Georgia Couple's African-American Art Collection Arrives in Cleveland

African American Works on Paper

Cleveland Institute of Art, 11610 Euclid Ave.


As students and faculty return to their daily routines following spring break, the Cleveland Institute of Art prepares to debut the latest exhibition in its Reinberger Gallery. African American Works on Paper brings together the work of legendary African American artists, several of whom studied at the Cleveland Institute of Art.

Artists featured in the exhibition include CIA alumni Dexter Davis, Curlee Raven Holton, Hughie Lee Smith, Charles Sallee and William Smith, as well as renowned African American artists from throughout the United States, such as Selma Burke, Elizabeth Catlett, Jacob Lawrence, Jack Whitten and more.

The exhibit includes more than 75 pieces of art, including prints, watercolors, drawings and mixed media, produced by 64 artists who, by and large, remain marginalized within most artistic canons. The core of the exhibition is on loan from collectors Wesley and Missy Cochran of La Grange, Georgia, and supplemented by CIA's Study Collection. Missy Cochran is a retired math teacher and Wes was trained as a stone mason. The couple own an art gallery, but most of their collection is usually on loan to educational and cultural institutions throughout the United States, especially smaller towns that may not typically have access to these artists or their work.

Wes owes his introduction to art collecting to his uncle W.L. May, who encouraged him to devote part of his paycheck to acquiring modern art while Wes was working on an oil rig in the Persian Gulf. It wasn't until he returned from the Persian Gulf that Wes finally saw how his uncle had invested his money.

"His specialty was graphic art and I accepted his advice to proceed accordingly. I have never regretted the direction I undertook and I plan to continue in the field of fine art as much as time from work permits."
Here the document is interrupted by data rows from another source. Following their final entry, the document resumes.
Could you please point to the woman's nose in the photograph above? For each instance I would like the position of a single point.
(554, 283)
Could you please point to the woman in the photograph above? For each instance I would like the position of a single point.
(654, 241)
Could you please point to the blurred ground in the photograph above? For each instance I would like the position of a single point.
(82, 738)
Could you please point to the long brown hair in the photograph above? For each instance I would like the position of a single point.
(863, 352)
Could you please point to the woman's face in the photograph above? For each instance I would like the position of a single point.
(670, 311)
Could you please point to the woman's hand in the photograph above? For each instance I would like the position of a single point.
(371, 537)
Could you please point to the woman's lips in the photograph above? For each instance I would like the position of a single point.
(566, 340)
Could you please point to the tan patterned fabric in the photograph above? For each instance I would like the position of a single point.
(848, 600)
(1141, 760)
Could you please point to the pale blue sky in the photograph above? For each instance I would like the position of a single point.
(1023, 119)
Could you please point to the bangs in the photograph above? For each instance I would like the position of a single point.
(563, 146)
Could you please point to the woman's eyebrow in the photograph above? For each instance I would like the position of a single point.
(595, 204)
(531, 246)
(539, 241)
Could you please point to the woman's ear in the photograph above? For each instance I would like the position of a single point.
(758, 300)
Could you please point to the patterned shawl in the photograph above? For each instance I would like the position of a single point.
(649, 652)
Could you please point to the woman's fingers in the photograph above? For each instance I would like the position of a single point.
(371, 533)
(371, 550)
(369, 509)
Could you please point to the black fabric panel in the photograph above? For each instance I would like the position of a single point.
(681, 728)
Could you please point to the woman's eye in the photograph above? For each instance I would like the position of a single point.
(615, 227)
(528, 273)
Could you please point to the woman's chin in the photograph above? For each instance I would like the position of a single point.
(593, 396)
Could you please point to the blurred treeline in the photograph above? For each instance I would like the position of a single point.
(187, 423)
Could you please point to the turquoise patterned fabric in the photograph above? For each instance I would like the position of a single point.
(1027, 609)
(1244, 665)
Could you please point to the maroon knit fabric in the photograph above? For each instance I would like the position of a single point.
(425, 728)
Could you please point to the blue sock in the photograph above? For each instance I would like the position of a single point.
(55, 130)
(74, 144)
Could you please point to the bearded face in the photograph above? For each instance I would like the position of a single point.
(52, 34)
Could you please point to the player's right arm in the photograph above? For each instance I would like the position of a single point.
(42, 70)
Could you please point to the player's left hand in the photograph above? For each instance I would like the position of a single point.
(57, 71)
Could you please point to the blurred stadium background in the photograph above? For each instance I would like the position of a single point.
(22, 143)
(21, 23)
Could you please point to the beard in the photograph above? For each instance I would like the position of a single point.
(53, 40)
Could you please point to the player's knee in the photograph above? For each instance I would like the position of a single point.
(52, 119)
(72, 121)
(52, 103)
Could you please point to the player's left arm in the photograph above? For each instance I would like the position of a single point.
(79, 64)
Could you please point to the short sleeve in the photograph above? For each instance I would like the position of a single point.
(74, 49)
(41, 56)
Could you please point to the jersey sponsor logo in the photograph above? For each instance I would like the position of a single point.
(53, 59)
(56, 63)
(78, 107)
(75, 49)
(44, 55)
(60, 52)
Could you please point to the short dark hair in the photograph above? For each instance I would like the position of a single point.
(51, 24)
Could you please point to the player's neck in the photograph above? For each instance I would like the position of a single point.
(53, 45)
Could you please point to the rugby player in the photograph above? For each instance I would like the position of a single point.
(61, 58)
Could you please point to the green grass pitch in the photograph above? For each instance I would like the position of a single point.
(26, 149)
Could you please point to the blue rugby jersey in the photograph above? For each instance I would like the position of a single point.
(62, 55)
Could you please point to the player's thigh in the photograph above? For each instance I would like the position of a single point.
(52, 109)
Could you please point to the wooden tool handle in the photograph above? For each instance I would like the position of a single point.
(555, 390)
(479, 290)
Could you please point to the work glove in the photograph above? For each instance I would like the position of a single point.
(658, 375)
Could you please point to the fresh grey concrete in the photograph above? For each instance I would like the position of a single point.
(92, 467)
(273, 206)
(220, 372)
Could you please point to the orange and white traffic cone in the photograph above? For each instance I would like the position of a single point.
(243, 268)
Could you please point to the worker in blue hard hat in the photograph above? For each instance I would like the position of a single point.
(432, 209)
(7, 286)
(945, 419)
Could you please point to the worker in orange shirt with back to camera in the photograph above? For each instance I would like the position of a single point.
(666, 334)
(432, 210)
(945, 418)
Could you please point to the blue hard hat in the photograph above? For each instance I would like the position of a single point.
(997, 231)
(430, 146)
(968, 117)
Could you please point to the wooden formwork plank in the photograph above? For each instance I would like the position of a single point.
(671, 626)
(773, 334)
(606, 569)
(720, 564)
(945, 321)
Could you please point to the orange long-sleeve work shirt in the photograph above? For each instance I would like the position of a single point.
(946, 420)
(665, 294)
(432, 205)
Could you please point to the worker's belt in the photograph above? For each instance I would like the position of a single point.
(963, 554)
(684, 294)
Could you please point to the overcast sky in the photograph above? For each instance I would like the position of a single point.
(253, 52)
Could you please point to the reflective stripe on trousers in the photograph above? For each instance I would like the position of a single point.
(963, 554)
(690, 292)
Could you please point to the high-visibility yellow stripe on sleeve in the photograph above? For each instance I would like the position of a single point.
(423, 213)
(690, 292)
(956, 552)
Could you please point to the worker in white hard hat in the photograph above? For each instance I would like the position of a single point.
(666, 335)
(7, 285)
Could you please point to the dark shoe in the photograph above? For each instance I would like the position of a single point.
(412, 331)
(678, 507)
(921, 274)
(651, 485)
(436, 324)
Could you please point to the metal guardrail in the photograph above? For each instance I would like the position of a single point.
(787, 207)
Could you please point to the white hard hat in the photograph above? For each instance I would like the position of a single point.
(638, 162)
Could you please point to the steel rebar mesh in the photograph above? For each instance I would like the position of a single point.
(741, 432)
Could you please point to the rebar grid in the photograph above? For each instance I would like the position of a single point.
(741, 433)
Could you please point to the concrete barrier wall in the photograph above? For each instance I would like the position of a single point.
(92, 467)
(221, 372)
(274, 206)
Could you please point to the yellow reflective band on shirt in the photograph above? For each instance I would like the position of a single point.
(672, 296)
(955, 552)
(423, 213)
As stated in the exhibition catalog, "The Cochran collection is not an erudite statement about the African American experience, but it reveals the personal vision and joy of one couple who bring their enthusiasm, love, and deep feelings about African American art."

A gallery talk takes place at 7 p.m. Friday, March 31; a reception follows from 7:30 to 9 p.m. The exhibit remains on view in CIA's Reinberger Gallery through May 13.